Pretty creepy, and creepier still, because her dilemma calls Klaus back to town, and he’s more charming than he’s ever been. He wants to save her, of course, for the potential of her possible cure to allow him to build doppelganger hybrids again, but he knows more about what’s going on than either of her lovers, and would have kept her safe had they not kept conniving to free her. Which they do, but a little over much, as she takes off on her own and that’s the worst thing that could happen to her right now.
We get advances on several plot points this week. Tyler and Caroline are working with Hayley to free more of Klaus’s sirelings, while acting like Tyler’s ruining his love life with the beauteous Caroline. Which works out in her favor, as she’s also trying to distract Klaus while the Elena shenanigans are under way, and there’s some justification to her playing nice with him for once. It’s also super-adorable when she comes clean as soon as the plan goes awry, and he almost promises not to kill her for the ruse. For a date!
Bonnie continues to put too much trust into her witch dude, Atticus Shane (it’s not Alaric Saltzman, but it’s up there as a moniker), who has way too many answers to all of the gang’s many questions. That it’s Matt who puts all this together is pretty amazing, as even Damon acknowledges, holding up his usual bar stool beside Alaric’s empty chair at the Grill.
Elena, sadly, inevitably, finds herself on Wickery Bridge, a site she should really always avoid, considering it killed her parents, and her, and nearly Matt, and maybe finally “third time’s the charm.” She can’t drown anymore, but she can burn up in the sunrise, if she ditches her daylight ring. Which, for an added cruel touch, her mother’s shade encourages her to do. This is doubly upsetting, because shades have visited before, and her parents have always been as loving and benign as a certain Mr. Potter’s. The warriors 5 spell is cruel and intense about its vamp destruction, encouraging suicide if not succeeding in more direct ways. Klaus apparently endured it for five decades, before it finally stopped, when a new warrior took up the cause. I’m trying to imagine those conversations. “You should really end thyself, Klaus.” “I already told you how immortal I am, begone bitter shade!”

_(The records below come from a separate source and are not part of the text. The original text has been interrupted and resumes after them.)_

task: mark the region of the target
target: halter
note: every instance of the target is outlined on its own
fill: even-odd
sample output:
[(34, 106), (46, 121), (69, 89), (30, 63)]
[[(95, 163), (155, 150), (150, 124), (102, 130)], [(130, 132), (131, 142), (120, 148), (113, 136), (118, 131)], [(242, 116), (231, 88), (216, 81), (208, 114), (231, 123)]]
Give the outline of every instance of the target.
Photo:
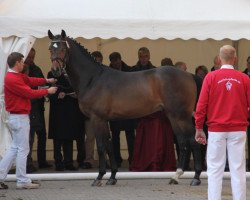
[[(68, 49), (69, 49), (68, 42), (66, 40), (59, 40), (59, 39), (52, 40), (51, 45), (50, 45), (50, 49), (52, 49), (52, 48), (58, 49), (60, 47), (61, 43), (66, 44), (66, 53), (64, 55), (64, 58), (55, 57), (55, 58), (51, 59), (51, 61), (52, 62), (56, 61), (59, 64), (59, 69), (61, 70), (60, 73), (64, 74), (64, 76), (68, 79), (68, 74), (66, 72), (66, 59), (68, 57)], [(61, 65), (61, 63), (62, 63), (62, 65)]]

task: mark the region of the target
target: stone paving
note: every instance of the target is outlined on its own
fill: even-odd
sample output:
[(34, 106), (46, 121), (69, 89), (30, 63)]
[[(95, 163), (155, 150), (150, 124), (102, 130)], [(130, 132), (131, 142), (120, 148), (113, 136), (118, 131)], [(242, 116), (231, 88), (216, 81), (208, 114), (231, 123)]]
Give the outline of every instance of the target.
[[(39, 189), (17, 190), (13, 181), (6, 182), (8, 190), (0, 190), (0, 200), (205, 200), (207, 179), (200, 186), (191, 187), (191, 179), (180, 179), (169, 185), (169, 179), (118, 180), (114, 186), (92, 187), (93, 180), (41, 181)], [(222, 200), (232, 199), (230, 180), (223, 181)], [(247, 181), (250, 199), (250, 180)]]

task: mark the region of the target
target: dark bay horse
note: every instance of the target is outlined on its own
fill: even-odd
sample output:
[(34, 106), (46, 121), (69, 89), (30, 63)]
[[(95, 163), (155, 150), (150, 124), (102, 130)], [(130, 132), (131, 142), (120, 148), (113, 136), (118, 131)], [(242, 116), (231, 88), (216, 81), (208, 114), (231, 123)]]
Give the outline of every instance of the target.
[[(192, 75), (164, 66), (139, 72), (121, 72), (99, 64), (75, 40), (53, 35), (51, 53), (55, 74), (67, 74), (77, 94), (81, 111), (89, 118), (96, 137), (99, 155), (99, 174), (93, 186), (101, 183), (106, 173), (106, 153), (111, 164), (111, 177), (106, 184), (116, 183), (117, 166), (114, 160), (109, 120), (140, 118), (164, 111), (178, 141), (194, 133), (192, 113), (196, 101), (196, 85)], [(88, 130), (86, 130), (88, 131)]]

Elena’s stops right as the sun rises, because Jeremy is now the new slayer, and Damon plunges them both into the safely dark water. The only catch; Jeremy had to kill a vamp, and they choose Klaus’s unknowingly free-agent Chris, who had previously helped them. That’s the kind of shitty deal you always end up making with Klaus (who can’t have insubordination on his team, and sacrifices his pawns at will), which means the brief respite of tolerability is probably over. God, I hate Klaus. Poor Caroline.
In the final tease, which keeps this episode from a higher score, the Katherine appearance was only another hallucination, and she says just as much nonsense as the other shades. We still don’t know how she really feels about Vamp Elena. The only glimmer of light is: Elena finally knows for herself. Alive, she loved Stefan. Dead, she only wants to be with Damon. She tells Stefan honestly, but we all know it won’t be that easy.